Die Mikrosystemtechnik verknüpft unterschiedliche Materialien, Komponenten und Technologien nach dem Prinzip „kleiner, leistungsfähiger und zuverlässiger“ auf engstem Raum miteinander.

Zu den Teilbereichen der Mikrosystemtechnik zählen die Mikroelektronik und die Mikrooptik. Die Mikrosystemtechnik bildet damit die Basistechnologie für intelligente Systeme, die sogenannten „Smart Systems“.

Nicht nur in speziellen Branchen wie der Automobilindustrie oder der Medizintechnik spielt die Mikrosystemtechnik bereits heute eine wichtige Rolle. Sie ist auch ein Bestandteil der Alltagselektronik und zum Beispiel in jedem Smartphone zu finden.
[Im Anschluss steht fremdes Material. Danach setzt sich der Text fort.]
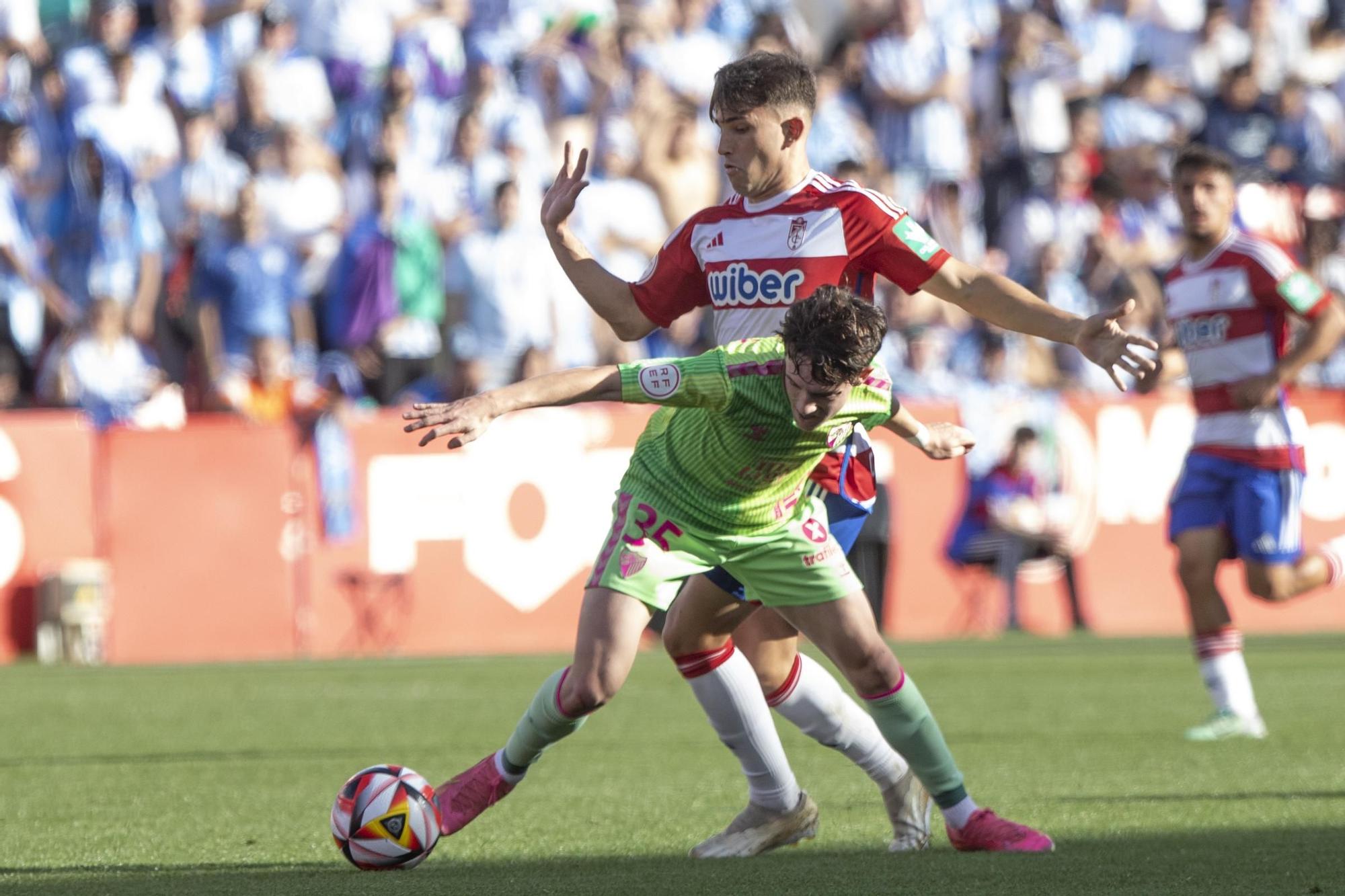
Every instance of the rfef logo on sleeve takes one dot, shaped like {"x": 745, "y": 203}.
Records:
{"x": 1300, "y": 291}
{"x": 918, "y": 241}
{"x": 660, "y": 381}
Wachstumsmarkt Mikrosystemtechnik

Bei den Handlungsfeldern des Clusters „Optik und Photonik“ kommt der Mikrosystemtechnik eine besondere Bedeutung zu. Wie auch die optischen Technologien zählt die Mikrosystemtechnik weltweit zu den Schlüsseltechnologien des 21. Jahrhunderts.

Laut Angaben des Bundesministeriums für Bildung und Forschung sind schon heute allein in Deutschland rund 750.000 Menschen im Bereich der Mikrosystemtechnik beschäftigt.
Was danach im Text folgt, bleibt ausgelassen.